The record of the French is hardly any better: the Resistance and partisan war, which no clauses of The Hague protected; innumerable assassinations of German soldiers, stabbed in the back by invisible enemies; even massacres of prisoners who were protected by the Geneva Convention, such as the one that took place at Annecy (Savoy) on August 18th, 1944, and others in French camps after 1945, to such an extent that the International .Red Cross was so disturbed that it even roused President Eisenhower himself.
On September 2, 1944, 80 German POW were massacred by the French forces at Annecy.
Massacre at Andelot. 12th September 1944. The third Battalion of the French regiment "Marche du Tchad" Leclerc at the village of Chaumont, in Haute Marne Andelot. About 500 German prisoners of war were gathered in a barn. A tank commander gave the order to the tank to shoot into the crowd. Limbs flew through the air. Those not yet dead, was massacred with machine guns.
40 German soldiers killed brutally in Tulle on 8 June 1944 by the French Maquis Resistance Movement. The small German garrison at Tulle on the 7th June 1944 was attacked by Bolshevik partisans. Even after the fighting ended, the French maquisards then shot captured German soldiers. The "Partisans-Francs-tireurs" knew exactly what they were doing. Among them were Polish, Spanish Reds, and also four-uniformed Soviet Bolsheviks. After completion of the fighting, they shot more than 12 German prisoners below the cemetery, after this the Chateau Lorraine Abbot had granted absolution. Another mass execution took place in the woods, where another priest before the execution of about 20 German prisoners granted absolution. A total of about 120 unarmed German soldiers were shot after their capture. The bodies were been mutilated in an inhuman way.

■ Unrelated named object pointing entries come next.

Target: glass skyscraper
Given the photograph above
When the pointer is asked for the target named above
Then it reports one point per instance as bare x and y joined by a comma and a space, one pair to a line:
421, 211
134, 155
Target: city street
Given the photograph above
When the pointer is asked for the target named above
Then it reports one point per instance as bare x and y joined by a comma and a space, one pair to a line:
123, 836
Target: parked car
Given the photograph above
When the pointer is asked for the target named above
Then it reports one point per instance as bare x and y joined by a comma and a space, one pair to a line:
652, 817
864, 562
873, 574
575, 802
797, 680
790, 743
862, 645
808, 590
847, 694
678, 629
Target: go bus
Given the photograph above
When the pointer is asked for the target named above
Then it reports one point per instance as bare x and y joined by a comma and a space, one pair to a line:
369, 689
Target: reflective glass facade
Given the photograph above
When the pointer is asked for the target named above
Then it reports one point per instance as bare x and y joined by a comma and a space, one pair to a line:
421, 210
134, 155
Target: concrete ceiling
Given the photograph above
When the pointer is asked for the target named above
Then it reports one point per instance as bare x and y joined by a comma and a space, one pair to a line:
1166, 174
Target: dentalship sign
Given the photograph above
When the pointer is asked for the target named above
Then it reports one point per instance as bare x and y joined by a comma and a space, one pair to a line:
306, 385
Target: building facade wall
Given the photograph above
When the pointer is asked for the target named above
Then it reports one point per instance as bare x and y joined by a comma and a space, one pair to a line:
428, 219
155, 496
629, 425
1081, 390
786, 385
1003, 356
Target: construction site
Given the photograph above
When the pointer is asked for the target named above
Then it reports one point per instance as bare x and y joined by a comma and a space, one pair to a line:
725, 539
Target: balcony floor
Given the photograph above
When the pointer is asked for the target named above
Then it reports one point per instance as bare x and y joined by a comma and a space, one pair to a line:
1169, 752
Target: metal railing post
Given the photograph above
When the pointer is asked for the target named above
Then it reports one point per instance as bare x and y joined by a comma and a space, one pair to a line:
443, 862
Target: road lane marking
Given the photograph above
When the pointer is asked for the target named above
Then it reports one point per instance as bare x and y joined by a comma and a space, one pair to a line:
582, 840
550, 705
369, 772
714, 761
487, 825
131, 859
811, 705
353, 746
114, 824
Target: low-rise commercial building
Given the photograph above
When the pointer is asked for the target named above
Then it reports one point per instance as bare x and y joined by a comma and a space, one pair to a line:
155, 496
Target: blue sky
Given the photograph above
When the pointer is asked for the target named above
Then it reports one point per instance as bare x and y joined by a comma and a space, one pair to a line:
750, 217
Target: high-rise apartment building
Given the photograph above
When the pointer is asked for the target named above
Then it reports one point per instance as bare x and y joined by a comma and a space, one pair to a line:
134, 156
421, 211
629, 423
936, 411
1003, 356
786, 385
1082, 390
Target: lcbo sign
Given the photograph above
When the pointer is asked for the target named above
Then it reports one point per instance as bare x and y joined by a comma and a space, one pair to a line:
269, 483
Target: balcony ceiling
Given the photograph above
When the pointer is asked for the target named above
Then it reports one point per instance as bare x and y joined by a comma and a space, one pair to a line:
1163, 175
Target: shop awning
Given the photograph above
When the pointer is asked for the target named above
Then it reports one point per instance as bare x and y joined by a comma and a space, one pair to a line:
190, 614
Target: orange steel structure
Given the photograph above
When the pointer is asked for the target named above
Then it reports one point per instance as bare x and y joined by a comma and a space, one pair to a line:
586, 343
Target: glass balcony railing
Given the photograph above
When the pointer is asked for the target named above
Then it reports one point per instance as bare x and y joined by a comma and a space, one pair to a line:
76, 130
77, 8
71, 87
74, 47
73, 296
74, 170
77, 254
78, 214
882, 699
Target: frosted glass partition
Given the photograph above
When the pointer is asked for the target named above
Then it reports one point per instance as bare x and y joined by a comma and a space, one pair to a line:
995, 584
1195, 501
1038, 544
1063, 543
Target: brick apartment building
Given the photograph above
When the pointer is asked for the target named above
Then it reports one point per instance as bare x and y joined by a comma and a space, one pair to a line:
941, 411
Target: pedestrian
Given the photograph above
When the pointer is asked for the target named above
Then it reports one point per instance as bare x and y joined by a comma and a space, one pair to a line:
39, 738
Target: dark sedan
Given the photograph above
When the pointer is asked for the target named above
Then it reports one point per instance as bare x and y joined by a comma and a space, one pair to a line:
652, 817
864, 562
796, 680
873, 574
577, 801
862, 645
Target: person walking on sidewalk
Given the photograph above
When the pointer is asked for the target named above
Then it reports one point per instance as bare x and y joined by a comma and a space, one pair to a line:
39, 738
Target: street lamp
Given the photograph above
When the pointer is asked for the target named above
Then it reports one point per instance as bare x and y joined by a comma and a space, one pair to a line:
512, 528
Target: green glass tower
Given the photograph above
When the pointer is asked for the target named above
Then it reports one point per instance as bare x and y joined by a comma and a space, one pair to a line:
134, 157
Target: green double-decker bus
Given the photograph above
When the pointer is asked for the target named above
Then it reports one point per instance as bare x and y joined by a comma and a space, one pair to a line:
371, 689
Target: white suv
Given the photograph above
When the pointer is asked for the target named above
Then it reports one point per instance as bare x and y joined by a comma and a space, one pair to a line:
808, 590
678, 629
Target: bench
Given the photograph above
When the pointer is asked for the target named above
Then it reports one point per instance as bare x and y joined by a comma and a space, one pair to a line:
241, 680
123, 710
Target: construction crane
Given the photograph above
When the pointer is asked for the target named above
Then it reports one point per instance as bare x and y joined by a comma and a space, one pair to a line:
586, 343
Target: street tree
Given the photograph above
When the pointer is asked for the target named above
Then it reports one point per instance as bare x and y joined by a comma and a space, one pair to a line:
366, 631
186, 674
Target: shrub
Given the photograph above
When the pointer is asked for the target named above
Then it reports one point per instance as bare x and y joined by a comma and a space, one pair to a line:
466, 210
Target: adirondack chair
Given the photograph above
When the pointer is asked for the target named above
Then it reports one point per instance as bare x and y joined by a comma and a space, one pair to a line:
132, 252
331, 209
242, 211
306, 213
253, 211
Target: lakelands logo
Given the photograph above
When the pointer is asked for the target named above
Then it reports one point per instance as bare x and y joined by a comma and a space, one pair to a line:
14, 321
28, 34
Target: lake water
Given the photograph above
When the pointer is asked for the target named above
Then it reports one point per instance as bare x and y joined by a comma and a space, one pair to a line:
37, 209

Agony of Freudenstadt. In April 1945 the city was severely affected by bombing and artillery shelling by French troops under General Jean de Lattre de Tassigny . German troops in advance had set up a roadblock in the Murg Valley, and shot some French tanks. Freudenstadt was pounded by about 16 hours of artillery. It was also hit by American bombers. The main water line broke and there was not enough water available to clear the many fires that broke out. Approximately 600 buildings, 95% of the total core city were on the night of 16th to 17th April 1945 by direct or indirect influence destroyed and 1,400 families rendered homeless.
During the subsequent invasion by the French troops, there was considerable violence, rape and abuse. Many of the buildings that had been spared were claimed by the French occupiers. Many families lived in makeshift basement. Freudenstadt is just one example of the serious mistreatment of the civilian population by the colonial troops of the British and French. Götz Aly pointed out, that "every village in southwest Germany would report rape by black soldiersm" They were "no different than the Russians"
General Leclerc on May 8, 1945 in Bad Reichenhall had twelve French volunteers of the 33rd Waffen-SS Division "Charlemagne" shot "without trial.
It is well known that the French General Leclere, on 8 May 1945, the date of the surrender of the German Wehrmacht, shot twelve French soldiers in Bad Reichenhall, they belonged to the Waffen-SS Division "Charlemagne," they were shot without trial - a war crime. Later it was known that Leclerc’s division, on the road from Normandy to German Brechtesgarden had committed many war-crimes. None of these war-crimes were ever brought to court. Contrary General Leclerc became a hero in France after WWII.
French historian Daniel Guérain investigated into what happened. During his investigation he interviewed witnesses and visited the German and French sites of the fighting. He wrote down his findings in the book "the other side of the legend, history of liberation" . The historian reports of eye witnesses, also reflected in the French Division. They tell of numerous, often gruesome murders of German prisoners, especially members of the Waffen-SS. They said that, for example, soldiers of the Division Leclerc doused German prisoners of wars with gasoline and watched them burning. At the airport, Le Bourget, near Paris, there had been a massacre of hundreds of German prisoners of war who were crushed by Leclerc tanks .
Lieutenant Robert Galley was particularly brutal while this happened. The French soldier Albert Bisson describes what happened at Andelot (Haute-Marne), during violent struggles between French and German troops. . The French suffered losses, but then broke the German resistance. … A large number of "Boches" as the soldier called themselves surrendered As they approach another 500 prisoners of war. Lieutenant Galley said "Wait!" ... Feuer!.“ He drove the Germans in a barn, over his microphone and commands: "Turn to the left. Stop! Hand grenade! Fire!. " The grenade exploded in the middle of the ... the Boches. The splinters tear their bodies, body parts stuck to the beams of the barn. We shoot those who survive with machine gun, all still living. Today is the day of vengeance! " Although Lieutenant Galley was guilty of war crimes and, as Director of Studies Pohl, he boasted openly on television, he was a minister under de Gaulle, Pompidou and Giscard d'Estaing and was active as treasurer of the party of French President Chirac.